Some of the links in this article are affiliate links, meaning at no additional cost to you, we will earn a commission if you click through and make a purchase. Thank you for helping us continue to bring you great content.
By Lois I. Hutchinson
Editor, Elemental Green
A typical home now uses more appliances and electronics than ever, but average energy use per household is trending down due, in part, to high-efficiency devices like LED light bulbs. The newest LED technology is approaching maximum efficiency: the theoretical point where every scrap of power that goes in produces light power coming out.
Compact fluorescent lamps (i.e, CFL light bulbs) were an energy-efficient alternative at the turn of the twenty-first century, but they presented potential health risks in the home. CFL’s ultraviolet light emissions could be hazardous when used close-up like in a desk lamp, particularly to certain sensitive individuals. Plus, the presence of mercury in CFLs requires careful handling and recycling, and elaborate cleanup precautions when bulbs are broken. There are many bulb options out now where LEDs have bases engineered to replace CFLs. This is a good thing to do when the opportunity arises. Please be sure to recycle CFLs per your local regulations.
LEDs use even less energy than CFLs, last longer, and do not contain mercury, making them king of the counter in the lighting department. Newer home lighting fixtures, such as downlight cans and undercabinet lights, may not have replaceable bulbs at all. The LEDs are hardwired in, so when the product fails after many years, the entire fixture is recycled. This can allow a lot of freedom in designing fresh, modern chandeliers and desk lamps. And they might provide better lighting for your space at a reasonable price premium.
But let’s stick with LED light bulbs. As the technology improves, LED light bulbs that were once very expensive can be had for $5 or less. The savings in energy cost, year after year, pays for the investment many times over.

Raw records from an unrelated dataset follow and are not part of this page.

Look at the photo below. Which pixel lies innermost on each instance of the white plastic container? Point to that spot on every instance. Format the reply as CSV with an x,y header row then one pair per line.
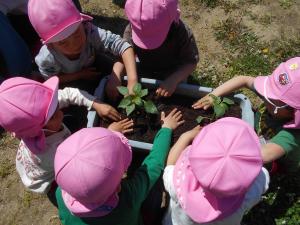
x,y
184,89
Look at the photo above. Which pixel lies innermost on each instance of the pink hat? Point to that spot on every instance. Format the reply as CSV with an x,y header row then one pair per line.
x,y
213,174
151,20
54,20
26,107
89,166
284,85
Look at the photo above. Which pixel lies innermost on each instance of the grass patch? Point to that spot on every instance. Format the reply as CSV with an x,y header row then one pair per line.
x,y
286,4
280,205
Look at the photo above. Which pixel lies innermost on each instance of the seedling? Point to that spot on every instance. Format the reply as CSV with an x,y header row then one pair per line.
x,y
220,106
135,101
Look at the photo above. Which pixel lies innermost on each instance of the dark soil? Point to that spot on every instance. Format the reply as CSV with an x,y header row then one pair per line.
x,y
146,126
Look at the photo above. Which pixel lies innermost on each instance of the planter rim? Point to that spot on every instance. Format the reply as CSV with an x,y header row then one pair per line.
x,y
185,89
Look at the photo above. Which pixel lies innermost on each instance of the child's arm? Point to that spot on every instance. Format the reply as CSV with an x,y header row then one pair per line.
x,y
228,87
106,40
184,140
153,165
271,152
74,96
122,126
168,87
89,73
130,66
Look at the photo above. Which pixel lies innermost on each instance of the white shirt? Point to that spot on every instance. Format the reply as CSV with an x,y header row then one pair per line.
x,y
99,41
176,215
37,170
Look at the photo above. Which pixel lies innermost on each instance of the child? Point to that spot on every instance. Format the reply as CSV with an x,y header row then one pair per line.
x,y
89,170
279,118
164,45
216,179
72,44
31,110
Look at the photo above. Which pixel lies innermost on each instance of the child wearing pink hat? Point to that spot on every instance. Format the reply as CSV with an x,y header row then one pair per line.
x,y
164,45
89,167
216,179
31,110
278,118
72,45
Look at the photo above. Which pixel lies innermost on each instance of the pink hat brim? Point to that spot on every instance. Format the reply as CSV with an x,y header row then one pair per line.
x,y
202,206
259,87
67,31
89,209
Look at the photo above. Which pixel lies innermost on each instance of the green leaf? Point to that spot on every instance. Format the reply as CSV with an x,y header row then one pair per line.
x,y
137,100
130,109
125,102
199,119
123,90
216,100
150,107
137,89
228,101
220,110
144,92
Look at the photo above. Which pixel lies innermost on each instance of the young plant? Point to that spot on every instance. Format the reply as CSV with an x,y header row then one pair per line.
x,y
135,101
220,106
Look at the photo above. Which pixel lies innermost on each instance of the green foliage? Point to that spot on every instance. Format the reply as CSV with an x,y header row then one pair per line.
x,y
135,101
220,106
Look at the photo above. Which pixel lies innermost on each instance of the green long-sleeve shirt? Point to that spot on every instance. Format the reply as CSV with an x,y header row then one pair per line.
x,y
134,190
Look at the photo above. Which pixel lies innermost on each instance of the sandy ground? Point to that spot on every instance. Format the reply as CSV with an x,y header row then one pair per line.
x,y
269,19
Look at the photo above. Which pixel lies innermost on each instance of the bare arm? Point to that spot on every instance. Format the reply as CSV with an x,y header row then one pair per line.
x,y
228,87
86,73
271,152
130,66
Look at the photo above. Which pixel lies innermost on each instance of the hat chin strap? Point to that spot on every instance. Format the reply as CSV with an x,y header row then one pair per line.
x,y
268,100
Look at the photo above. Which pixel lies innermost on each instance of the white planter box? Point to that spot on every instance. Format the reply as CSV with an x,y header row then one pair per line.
x,y
189,90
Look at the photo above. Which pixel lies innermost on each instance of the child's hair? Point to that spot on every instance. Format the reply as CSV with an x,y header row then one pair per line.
x,y
89,166
151,20
26,107
284,85
55,20
212,176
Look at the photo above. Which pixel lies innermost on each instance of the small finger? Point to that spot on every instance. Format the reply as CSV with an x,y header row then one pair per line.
x,y
162,115
173,112
127,131
177,114
180,122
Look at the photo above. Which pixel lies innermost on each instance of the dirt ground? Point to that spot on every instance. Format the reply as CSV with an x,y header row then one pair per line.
x,y
267,30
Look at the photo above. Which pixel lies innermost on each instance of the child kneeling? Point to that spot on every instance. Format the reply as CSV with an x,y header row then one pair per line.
x,y
216,179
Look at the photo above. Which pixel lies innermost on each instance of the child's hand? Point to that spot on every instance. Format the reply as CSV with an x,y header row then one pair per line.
x,y
166,88
89,73
204,103
106,111
173,120
191,134
123,126
111,87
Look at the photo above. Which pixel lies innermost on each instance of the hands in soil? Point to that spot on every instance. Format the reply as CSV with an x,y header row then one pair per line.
x,y
124,126
205,103
106,111
166,88
173,120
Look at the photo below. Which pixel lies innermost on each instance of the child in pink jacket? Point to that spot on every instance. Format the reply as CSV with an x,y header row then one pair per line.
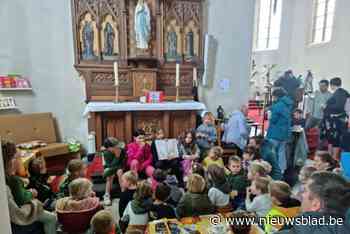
x,y
140,154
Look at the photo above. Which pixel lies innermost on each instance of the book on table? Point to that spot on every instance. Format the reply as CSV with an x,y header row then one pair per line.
x,y
167,149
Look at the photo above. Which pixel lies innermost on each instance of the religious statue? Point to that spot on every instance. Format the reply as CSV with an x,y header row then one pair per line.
x,y
189,38
142,25
172,44
109,39
88,41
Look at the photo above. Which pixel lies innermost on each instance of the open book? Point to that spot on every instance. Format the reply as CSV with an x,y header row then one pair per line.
x,y
167,149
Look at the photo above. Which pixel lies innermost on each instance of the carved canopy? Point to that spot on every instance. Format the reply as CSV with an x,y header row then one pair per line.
x,y
104,33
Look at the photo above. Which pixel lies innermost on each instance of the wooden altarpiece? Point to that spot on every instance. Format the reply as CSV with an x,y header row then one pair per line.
x,y
104,33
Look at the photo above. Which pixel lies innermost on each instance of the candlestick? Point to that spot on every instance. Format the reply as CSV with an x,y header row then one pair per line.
x,y
116,74
177,84
195,76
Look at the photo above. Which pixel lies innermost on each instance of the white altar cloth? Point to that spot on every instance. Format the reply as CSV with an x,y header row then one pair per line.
x,y
137,106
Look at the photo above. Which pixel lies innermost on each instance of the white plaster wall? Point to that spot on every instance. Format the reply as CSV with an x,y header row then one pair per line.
x,y
279,57
231,24
37,41
326,60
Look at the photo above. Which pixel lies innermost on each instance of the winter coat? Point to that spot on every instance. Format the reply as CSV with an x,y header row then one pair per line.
x,y
268,154
316,229
281,119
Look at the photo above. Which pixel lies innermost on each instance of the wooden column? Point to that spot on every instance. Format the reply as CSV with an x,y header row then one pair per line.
x,y
123,38
166,123
98,130
160,38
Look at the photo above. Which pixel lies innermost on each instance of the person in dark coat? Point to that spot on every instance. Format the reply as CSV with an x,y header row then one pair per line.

BRIGHTNESS AND ENERGY EFFICIENCY
Energy Star sets light output requirements for a “comparable to 60-watt incandescent” or “comparable to 100-watt incandescent” light bulb; along with minimum efficiency standards. Light output is measured in terms of “lamp lumens” and the efficiency, referred to as efficacy, in terms of “lumens per watt.” These are parameters of the light bulb itself and do not reference how much light you will get out of the light fixture you are putting it in. Lenses, shades, and mounting positions all affect “delivered lumens,” which is a topic for another day.
The Energy Star label ensures that an LED light bulb has been tested and proven to live up to a whole host of performance measures: brightness, instant-on at the flick of a switch, energy efficiency, consistent light output over time, lack of visible flicker, and an absence of general color weirdness. After all, a light bulb isn’t efficient at all if you hate it and get rid of it.
Assuming the light is burning for at least 3 hours a day, a traditional incandescent bulb lasted about a year before it needed replacing. Quality LEDs can be expected to last at least 15 times longer. In fact, some may never burn out. They’re so tough that they will gradually fade in light output until they’re just not producing enough light and need to be replaced. The Lighting Facts label that you’ll find on the LED light bulb’s packaging lists “rated life,” which statistically is the time (in burning hours) it should take before half of the light bulbs of that make and model burn out.
Again, whether an LED light bulb is “rated” to last 23 years versus 20 years for a comparable product is not particularly relevant. It is far more important to choose a quality product from a manufacturer that will stand behind its warranty in case a defective light bulb burns out or fades early. Look for the Energy Star label to ensure that your minimum warranty is 3 years.
Because LEDs last many times longer than previous light bulb technologies, they reduce your household waste stream. Remember that when they do burn out, or start fading in light output significantly, LEDs contain semiconductors and must be recycled as e-waste.
Colors of White LED light bulbs
LED light bulbs normally do not dim and will not operate properly on a circuit with a dimmer. Some LEDs marked “Dimmable” contain electronics that will respond to a standard incandescent-type dimmer, but they can be finicky and may still flicker or shimmer. Many LED replacement bulb manufacturers publish lists of specific dimmers that are compatible with specific LED light bulbs.
Even with a compatible light bulb–dimmer configuration, you will not see a progressive warming of the light’s color as it dims down to candlelight levels. Look for “dim-to-warm” or similar labeling for products that will emulate the way that incandescent light bulbs warm in color as they dim down.
Color-tunable LED light bulbs take advantage of LED technology to both dim white light and shine in brilliant hues of your favorite colors. They require a special controller or app and are attached to your household wifi or smart home system. Though they’re fun, they likely do not offer the benefits of long life and energy efficiency that have made LED light bulbs the clear choice for the future of our planet.